Le hago saber que yo mismo era motivo de risa entre mis compañeros porque, en
clase de Educación Física, nunca conseguí saltar aquel maldito ―para mí―
aparato llamado caballo. Pero, según creo, la maldad que pudiera considerarse
lógica en todos los niños ―en los mayores siempre será censurable― y que llevaba
a reírse de otros, nunca llegaba al grado que alcanza hoy día. O eso me parece cuando
rememoro aquellos años del colegio. Se daban en un pequeño grupo y siempre
alcanzaba un límite.
«¿Por
qué, entonces, el problema se mira hoy con esa preocupación y se considera tan grave?»,
me pregunta. Le contesto que no sé si me equivocaré, pero que encuentro al
menos dos razones para ello. Una es la violencia no solo física, sino verbal que
domina en la sociedad en que vivimos. Vemos esa violencia en ciertos programas
de televisión donde supuestos periodistas de investigación sacan
las tripas a cuantos se les pongan por delante. Escandaliza ver violencia,
malos modos y crispación en el propio Congreso de los Diputados y en el Senado.
Vemos violencia en el seno familiar. ¿Qué vamos a esperar de unos niños y unos
adolescentes que están en vías de formar aún su carácter y personalidad? Ellos hacen
lo que ven, imitan lo que hacen los mayores. ¿A quién culpamos si esto es así?

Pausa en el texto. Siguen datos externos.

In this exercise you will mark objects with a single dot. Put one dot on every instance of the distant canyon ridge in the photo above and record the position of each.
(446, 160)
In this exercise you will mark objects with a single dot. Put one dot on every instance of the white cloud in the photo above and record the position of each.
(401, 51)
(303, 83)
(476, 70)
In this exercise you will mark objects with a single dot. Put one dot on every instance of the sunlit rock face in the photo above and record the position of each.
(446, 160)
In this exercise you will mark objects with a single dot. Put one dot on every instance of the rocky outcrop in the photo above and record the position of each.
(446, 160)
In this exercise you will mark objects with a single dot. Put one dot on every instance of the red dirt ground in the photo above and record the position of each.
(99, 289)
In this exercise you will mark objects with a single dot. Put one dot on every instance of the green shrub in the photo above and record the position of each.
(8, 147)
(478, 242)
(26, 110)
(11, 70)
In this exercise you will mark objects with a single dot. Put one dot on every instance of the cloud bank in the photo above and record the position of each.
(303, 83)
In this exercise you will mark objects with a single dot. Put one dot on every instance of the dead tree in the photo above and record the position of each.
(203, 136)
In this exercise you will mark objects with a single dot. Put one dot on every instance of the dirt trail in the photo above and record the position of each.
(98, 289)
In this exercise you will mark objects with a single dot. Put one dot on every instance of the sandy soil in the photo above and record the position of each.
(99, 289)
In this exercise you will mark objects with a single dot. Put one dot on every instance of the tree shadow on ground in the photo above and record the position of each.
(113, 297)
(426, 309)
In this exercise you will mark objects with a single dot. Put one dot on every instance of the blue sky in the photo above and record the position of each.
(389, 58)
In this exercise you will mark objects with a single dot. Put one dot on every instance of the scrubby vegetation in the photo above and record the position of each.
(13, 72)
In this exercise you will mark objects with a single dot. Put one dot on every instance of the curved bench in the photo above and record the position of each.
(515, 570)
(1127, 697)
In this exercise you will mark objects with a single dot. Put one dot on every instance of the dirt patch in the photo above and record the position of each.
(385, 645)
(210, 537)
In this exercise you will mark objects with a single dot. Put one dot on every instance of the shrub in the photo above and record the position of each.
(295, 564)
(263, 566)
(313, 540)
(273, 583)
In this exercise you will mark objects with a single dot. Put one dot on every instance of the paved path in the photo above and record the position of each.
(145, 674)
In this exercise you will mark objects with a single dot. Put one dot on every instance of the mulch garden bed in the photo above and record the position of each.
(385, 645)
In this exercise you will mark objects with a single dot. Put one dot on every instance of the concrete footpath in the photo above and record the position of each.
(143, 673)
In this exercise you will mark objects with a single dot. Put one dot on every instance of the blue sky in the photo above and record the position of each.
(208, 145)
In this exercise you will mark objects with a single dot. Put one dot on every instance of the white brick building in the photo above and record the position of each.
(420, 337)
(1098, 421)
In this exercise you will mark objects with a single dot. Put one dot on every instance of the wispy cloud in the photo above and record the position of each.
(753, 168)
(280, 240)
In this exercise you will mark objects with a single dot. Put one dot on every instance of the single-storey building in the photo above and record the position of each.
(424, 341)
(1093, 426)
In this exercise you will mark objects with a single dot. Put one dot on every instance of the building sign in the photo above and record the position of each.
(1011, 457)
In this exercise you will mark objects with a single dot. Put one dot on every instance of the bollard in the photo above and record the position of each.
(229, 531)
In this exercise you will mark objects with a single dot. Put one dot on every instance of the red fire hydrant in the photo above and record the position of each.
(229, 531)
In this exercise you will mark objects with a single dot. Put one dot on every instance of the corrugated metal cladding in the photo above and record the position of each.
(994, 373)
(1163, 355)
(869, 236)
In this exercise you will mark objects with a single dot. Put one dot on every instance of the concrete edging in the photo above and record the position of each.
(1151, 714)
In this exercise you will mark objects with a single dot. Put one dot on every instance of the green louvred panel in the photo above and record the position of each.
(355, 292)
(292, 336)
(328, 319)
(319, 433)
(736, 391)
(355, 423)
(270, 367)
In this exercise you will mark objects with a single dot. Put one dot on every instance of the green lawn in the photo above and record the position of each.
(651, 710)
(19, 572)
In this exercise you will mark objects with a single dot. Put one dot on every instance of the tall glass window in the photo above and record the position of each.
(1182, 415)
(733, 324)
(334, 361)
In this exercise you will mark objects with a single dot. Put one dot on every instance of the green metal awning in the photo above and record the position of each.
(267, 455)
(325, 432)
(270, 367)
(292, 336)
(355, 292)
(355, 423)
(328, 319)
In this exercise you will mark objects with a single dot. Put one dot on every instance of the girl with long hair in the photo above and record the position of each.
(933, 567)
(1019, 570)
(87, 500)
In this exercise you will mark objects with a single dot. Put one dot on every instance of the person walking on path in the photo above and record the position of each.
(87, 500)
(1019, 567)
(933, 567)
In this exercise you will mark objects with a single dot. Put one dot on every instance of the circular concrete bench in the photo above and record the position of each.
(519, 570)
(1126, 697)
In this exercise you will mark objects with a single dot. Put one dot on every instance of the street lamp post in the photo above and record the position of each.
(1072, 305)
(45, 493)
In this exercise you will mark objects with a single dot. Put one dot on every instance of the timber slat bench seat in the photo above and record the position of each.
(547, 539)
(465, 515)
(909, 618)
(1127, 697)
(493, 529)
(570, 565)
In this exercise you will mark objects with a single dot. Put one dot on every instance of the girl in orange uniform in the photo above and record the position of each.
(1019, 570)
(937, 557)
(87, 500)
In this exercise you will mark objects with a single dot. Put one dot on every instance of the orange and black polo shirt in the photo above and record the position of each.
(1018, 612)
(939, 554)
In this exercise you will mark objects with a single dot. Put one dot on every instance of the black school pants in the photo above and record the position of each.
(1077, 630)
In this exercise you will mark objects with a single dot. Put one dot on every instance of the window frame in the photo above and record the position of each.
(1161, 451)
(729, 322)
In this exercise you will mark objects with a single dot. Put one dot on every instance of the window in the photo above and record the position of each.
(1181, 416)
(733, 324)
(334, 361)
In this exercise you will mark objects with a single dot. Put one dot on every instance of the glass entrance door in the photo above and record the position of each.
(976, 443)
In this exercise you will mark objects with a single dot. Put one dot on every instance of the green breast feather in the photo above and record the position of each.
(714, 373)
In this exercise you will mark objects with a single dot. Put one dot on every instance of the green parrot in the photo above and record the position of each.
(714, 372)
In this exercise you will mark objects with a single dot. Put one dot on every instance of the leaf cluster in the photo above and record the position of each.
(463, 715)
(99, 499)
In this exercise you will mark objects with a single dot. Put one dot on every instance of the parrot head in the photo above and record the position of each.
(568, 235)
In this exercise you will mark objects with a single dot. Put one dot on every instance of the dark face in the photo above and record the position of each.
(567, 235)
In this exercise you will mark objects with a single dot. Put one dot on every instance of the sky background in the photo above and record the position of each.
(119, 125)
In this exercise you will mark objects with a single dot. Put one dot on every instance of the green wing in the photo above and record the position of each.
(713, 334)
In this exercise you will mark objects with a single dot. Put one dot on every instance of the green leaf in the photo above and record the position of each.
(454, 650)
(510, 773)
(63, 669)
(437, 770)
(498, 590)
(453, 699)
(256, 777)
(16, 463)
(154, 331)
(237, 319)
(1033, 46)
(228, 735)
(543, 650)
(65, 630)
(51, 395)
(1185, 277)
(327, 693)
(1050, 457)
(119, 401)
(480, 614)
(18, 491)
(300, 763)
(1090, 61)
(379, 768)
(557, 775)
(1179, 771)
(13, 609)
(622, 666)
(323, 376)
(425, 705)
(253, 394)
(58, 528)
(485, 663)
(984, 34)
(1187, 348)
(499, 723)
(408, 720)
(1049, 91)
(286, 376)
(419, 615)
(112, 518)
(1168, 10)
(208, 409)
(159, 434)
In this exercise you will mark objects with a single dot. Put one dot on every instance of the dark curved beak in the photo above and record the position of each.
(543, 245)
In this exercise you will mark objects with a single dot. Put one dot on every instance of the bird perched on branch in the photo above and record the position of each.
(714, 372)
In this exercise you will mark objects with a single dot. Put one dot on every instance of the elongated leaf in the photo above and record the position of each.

La otra razón que veo es la facilidad con que ponemos en las manos de los niños dispositivos con acceso a internet ―móviles, tabletas…― que no solo posibilitan el acceso a muchas formas de violencia, sino que conceden la opción de reproducirla sin tener consciencia de la difusión que puede alcanzar. Y todo esto sin prepararlos previamente para un uso responsable de esos dispositivos. Hubo un tiempo en el que el enfado de un niño con otro solía quedar en la intimidad de los implicados. En cambio, si hoy alguien cuelga un mensaje ofensivo o una imagen vejatoria en cualquiera de las redes sociales, desconocemos hasta dónde se difunden ese mensaje y esa imagen de carácter vejatorios, igual que desconocemos el muy grave el daño que pueden causar.
Habrá quien diga que todo es cosa de educación. Por supuesto que sí, pero pensemos que la educación, ‘guiar y extraer las posibilidades internas de un individuo’, no es competencia solo de la escuela. Es labor que comienza en la propia vivienda familiar, en el ambiente social y en las instituciones superiores. Es necesario dar el ejemplo que un niño y un adolescente puedan seguir como orientación para ser un ciudadano normal. Cualquier otra cosa es empeorar la situación o poner parches que solo disimulan la herida.